I won’t pretend to be a leader, because I’m not. I’m just another Cal State Long Beach student trying the best he can to graduate and move on.
But as the year has gone on, I have waited for someone, anyone, to stand up to the Union – no one has. So I guess I’ll have to.
I have only casually met a couple of people who work for the Union, and from my short interactions with them, they seem to be good people.
But much of what the Union publishes on their back page, The Grunion, has been continually despicable and by no definition is it funny or satirical (like the page claims).
I am a big believer in the First Amendment. As long as the Union doesn’t start publishing where our troops are in Iraq, it can put whatever it wants in its paper.
I also believe the press and public have a responsibility to watch over each other and to criticize when it is needed.
The Union did this to perfection last year, as it laid out legitimate reasons to the student body why it should not vote for a referendum, which would have given money to the Daily Forty-Niner. I disagreed, but the Union’s points were valid and to its credit, its campaign was successful.
Now it is time for campus leaders to speak out against the Union, but to me, it appears the opposite is happening.
Last week, Cal State Long Beach President F. King Alexander had an editorial published in the Union. In that same edition, there was a photo of a young woman with her skirt up, exposing her slightly blurred genitalia.
Maybe Alexander didn’t know exactly what was going to be in the paper last week, but the photo wasn’t exactly out of character for the Union.
I talked with Alexander this summer about the role of campus media. During our discussion, he brought up the Daily Illini, the student-run newspaper at the University of Illinois, and how earlier this year the paper published the controversial cartoons that angered many Muslims around the world.
He said it was a mistake to publish the cartoons and that he understood why the editor in chief got fired for the publication of those cartoons.
A few weeks ago, the Union published a computer-edited picture of the Pope flipping off the camera. To many Catholics and others, this was obviously offensive, but instead of speaking out against the doctored photo, Alexander wrote an editorial for the Union a few weeks later.
The most cowardly thing the Union has done this year was its unprovoked attack against a member of the Daily Forty-Niner.
Although the Union would argue that it was meant to be funny or satirical, the paper called one of the nicest people on this campus a whore, and of course, had no evidence to back up this accusation.
In the coming days, the Union will probably say I have thin skin and I should get a sense of humor and that I’m only writing this because the Daily Forty-Niner has a vendetta against the Union.
Well, I have no vendetta (I like most of the paper, except for The Grunion) and I won’t apologize for thinking it is not funny to call someone a whore.
Alexander told me this summer that he reads all of the campus publications.
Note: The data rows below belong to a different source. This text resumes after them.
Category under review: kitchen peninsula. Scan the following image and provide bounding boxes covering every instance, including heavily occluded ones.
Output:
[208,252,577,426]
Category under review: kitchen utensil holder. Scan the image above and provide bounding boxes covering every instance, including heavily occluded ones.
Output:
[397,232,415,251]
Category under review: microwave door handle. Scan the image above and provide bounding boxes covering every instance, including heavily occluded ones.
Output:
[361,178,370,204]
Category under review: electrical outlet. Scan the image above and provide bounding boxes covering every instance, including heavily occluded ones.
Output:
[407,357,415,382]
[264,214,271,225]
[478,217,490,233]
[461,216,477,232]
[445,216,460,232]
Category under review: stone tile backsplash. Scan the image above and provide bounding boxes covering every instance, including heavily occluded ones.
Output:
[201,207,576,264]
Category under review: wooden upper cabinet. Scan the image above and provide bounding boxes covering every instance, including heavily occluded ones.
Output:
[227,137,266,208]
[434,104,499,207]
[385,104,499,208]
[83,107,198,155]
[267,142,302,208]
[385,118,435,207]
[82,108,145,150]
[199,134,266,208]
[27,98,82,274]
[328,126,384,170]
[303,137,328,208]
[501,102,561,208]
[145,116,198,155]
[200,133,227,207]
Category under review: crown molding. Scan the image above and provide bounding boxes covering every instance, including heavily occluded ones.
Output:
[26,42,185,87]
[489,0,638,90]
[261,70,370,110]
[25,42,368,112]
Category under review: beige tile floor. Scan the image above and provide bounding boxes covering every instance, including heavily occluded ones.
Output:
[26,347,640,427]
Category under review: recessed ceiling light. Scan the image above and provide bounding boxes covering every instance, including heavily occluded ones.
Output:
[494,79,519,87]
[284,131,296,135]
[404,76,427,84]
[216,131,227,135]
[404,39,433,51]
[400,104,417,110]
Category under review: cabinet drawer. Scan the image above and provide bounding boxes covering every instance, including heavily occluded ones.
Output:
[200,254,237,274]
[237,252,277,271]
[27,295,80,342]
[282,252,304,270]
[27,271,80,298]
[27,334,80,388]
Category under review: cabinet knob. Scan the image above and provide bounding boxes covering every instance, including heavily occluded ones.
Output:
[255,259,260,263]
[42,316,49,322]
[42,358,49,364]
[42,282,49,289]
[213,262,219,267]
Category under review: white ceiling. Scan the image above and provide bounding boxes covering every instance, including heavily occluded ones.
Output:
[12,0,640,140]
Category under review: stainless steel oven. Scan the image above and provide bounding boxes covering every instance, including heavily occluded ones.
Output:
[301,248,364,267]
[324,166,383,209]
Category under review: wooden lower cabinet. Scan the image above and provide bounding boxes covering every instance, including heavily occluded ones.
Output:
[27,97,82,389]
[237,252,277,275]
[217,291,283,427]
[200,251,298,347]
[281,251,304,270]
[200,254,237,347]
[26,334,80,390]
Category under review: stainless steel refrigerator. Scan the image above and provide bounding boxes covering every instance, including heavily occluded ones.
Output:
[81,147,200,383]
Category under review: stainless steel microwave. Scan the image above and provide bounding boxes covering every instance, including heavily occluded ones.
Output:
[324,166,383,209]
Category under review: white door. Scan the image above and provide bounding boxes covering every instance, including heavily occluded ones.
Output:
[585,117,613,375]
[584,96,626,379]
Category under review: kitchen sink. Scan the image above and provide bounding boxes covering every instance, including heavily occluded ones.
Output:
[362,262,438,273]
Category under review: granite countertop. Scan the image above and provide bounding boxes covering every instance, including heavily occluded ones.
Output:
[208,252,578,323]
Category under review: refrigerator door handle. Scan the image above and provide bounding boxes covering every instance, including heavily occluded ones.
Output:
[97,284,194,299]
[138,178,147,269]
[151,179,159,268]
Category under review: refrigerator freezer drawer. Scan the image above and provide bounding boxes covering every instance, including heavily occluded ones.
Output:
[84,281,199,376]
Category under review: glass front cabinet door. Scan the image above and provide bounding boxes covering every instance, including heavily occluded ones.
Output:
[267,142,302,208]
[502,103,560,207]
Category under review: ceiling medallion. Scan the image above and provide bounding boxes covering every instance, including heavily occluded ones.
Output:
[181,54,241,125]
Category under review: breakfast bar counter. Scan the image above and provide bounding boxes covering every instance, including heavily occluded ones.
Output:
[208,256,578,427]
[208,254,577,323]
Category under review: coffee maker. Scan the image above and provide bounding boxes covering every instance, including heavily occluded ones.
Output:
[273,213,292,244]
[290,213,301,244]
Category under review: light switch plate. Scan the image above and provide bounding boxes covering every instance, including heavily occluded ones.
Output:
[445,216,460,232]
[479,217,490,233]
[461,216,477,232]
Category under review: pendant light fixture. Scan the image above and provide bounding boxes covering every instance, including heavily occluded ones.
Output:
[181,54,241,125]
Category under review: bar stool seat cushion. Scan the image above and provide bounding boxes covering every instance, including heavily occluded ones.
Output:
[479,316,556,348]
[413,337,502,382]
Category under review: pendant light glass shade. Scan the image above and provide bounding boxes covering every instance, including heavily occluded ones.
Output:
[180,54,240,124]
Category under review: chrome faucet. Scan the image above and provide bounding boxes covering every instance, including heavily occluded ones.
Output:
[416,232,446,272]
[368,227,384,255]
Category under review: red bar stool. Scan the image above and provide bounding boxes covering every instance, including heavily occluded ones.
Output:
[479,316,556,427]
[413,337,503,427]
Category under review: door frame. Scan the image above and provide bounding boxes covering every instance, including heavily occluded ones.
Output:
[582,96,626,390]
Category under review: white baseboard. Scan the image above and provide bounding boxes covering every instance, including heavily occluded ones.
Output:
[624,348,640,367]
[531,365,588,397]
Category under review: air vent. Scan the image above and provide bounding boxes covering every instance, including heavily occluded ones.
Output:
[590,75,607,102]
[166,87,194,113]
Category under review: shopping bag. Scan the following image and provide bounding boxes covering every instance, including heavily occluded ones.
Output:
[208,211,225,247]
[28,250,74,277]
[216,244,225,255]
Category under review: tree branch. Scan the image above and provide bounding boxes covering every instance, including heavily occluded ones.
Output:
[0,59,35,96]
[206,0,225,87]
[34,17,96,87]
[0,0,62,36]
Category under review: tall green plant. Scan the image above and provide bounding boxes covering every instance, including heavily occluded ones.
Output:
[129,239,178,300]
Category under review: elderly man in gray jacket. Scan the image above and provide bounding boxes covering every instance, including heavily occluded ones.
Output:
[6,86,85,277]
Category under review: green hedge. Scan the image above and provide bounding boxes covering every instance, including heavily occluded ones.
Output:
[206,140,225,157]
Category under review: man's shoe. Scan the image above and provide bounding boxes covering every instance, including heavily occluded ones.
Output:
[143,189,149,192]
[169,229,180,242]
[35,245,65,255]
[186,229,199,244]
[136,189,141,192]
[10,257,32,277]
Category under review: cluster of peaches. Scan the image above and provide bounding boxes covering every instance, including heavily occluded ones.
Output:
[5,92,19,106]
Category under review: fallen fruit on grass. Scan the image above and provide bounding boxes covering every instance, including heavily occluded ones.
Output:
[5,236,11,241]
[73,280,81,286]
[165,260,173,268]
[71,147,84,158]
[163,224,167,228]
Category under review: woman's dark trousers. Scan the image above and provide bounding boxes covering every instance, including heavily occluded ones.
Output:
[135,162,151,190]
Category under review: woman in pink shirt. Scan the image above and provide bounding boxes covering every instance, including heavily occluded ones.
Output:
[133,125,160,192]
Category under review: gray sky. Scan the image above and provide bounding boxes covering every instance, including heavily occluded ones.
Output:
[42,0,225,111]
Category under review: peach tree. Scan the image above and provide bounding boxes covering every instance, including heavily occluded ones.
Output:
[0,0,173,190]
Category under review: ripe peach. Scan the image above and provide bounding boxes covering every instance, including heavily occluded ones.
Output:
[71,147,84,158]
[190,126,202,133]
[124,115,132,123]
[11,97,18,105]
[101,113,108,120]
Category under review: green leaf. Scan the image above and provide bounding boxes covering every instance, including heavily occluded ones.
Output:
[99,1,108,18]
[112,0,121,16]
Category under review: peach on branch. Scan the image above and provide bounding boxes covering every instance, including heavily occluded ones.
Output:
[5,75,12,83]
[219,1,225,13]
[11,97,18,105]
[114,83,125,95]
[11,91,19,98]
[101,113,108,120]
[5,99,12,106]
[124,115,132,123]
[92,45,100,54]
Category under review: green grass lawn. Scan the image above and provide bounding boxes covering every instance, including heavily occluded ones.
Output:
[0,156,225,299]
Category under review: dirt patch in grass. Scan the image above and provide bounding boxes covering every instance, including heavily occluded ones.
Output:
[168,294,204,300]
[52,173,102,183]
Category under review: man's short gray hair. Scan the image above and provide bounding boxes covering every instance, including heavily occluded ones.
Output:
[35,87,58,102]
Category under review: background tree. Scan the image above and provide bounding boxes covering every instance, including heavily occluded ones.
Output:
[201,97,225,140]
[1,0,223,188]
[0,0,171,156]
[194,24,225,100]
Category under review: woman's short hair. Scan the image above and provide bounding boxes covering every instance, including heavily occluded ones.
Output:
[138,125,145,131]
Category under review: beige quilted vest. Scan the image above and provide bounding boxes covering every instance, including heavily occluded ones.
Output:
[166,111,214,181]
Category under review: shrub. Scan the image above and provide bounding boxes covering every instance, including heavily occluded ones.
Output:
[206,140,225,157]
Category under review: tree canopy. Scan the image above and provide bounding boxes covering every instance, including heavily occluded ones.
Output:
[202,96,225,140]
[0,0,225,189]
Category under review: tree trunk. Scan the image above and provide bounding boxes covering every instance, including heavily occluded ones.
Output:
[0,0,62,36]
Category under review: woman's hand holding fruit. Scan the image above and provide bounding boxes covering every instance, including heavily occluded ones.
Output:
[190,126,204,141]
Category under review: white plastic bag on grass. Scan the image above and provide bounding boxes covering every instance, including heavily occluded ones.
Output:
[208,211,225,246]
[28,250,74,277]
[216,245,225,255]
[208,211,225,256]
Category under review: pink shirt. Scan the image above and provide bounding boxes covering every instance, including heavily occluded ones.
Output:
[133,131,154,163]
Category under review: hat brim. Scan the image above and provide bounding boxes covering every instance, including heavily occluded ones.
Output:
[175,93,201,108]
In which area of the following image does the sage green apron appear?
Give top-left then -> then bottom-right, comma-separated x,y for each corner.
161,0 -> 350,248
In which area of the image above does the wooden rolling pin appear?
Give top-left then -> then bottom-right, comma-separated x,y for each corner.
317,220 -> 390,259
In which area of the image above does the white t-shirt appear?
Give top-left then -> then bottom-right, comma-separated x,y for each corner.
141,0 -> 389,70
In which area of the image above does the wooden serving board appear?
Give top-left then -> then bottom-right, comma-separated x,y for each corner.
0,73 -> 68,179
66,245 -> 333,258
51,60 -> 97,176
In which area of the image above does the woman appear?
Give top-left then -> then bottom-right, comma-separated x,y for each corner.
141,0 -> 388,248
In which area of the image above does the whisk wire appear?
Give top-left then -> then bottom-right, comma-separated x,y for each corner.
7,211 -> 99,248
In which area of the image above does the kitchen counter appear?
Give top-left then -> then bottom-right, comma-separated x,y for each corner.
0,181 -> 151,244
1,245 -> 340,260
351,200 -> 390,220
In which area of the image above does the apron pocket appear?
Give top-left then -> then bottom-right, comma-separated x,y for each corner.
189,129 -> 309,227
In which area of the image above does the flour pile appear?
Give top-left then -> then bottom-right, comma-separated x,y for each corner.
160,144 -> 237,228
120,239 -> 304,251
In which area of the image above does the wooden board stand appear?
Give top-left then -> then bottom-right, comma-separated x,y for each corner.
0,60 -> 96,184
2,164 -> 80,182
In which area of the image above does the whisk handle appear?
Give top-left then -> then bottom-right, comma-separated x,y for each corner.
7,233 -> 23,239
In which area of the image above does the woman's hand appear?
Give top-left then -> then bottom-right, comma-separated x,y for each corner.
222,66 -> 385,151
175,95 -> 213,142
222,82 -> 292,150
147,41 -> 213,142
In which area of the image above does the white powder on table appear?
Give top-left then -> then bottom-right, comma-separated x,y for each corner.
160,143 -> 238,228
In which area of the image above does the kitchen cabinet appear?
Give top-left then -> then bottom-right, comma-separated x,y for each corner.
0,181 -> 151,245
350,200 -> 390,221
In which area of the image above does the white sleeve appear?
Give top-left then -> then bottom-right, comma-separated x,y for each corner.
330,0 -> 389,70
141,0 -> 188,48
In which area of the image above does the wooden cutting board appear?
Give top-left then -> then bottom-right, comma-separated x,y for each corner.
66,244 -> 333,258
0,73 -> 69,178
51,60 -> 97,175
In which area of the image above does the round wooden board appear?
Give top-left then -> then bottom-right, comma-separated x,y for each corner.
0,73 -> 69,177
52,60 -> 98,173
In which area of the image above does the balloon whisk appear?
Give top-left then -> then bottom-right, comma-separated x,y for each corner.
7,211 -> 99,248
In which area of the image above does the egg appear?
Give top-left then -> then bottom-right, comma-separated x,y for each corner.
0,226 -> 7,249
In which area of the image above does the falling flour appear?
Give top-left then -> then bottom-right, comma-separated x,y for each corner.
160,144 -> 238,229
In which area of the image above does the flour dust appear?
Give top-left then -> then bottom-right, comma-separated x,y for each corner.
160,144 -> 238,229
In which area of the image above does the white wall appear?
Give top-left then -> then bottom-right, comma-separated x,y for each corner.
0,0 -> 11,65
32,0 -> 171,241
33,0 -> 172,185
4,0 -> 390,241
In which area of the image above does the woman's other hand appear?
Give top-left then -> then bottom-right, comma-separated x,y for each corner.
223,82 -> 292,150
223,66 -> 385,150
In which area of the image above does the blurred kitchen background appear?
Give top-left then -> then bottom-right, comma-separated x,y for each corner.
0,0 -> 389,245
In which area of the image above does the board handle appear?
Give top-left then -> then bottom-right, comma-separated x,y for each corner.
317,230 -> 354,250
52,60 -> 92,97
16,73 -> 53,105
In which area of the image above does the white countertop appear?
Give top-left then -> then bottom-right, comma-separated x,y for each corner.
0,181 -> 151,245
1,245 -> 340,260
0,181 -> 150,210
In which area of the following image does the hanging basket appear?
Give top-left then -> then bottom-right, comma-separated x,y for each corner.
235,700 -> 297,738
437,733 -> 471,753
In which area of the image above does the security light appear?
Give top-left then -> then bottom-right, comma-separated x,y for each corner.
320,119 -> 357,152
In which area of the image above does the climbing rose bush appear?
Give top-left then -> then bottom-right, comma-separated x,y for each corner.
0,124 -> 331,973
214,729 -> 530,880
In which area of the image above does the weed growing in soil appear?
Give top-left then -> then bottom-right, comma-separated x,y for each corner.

If that is true, and he read an unwarranted attack on an innocent student and did nothing about it, what kind of president do we have?
What he should have done (and still should), was personally go down to the Daily Forty-Niner, tell the person attacked that he is sorry she had to read that garbage by a paper that receives funding from the university, and that he would speak out against such unethical accusations in the future.
Instead, he writes editorials for the Union.
Alexander has told me he is friends with many people at the Union and I understand it can sometimes be difficult to stand up to your friends.
That said, he is the president of this university, and if he can’t stand up to his pizza buddies, who can he stand up to?
I’m standing up. Now it’s your turn.
Patrick Creaven is a senior journalism major and the sports editor for the Daily Forty-Niner.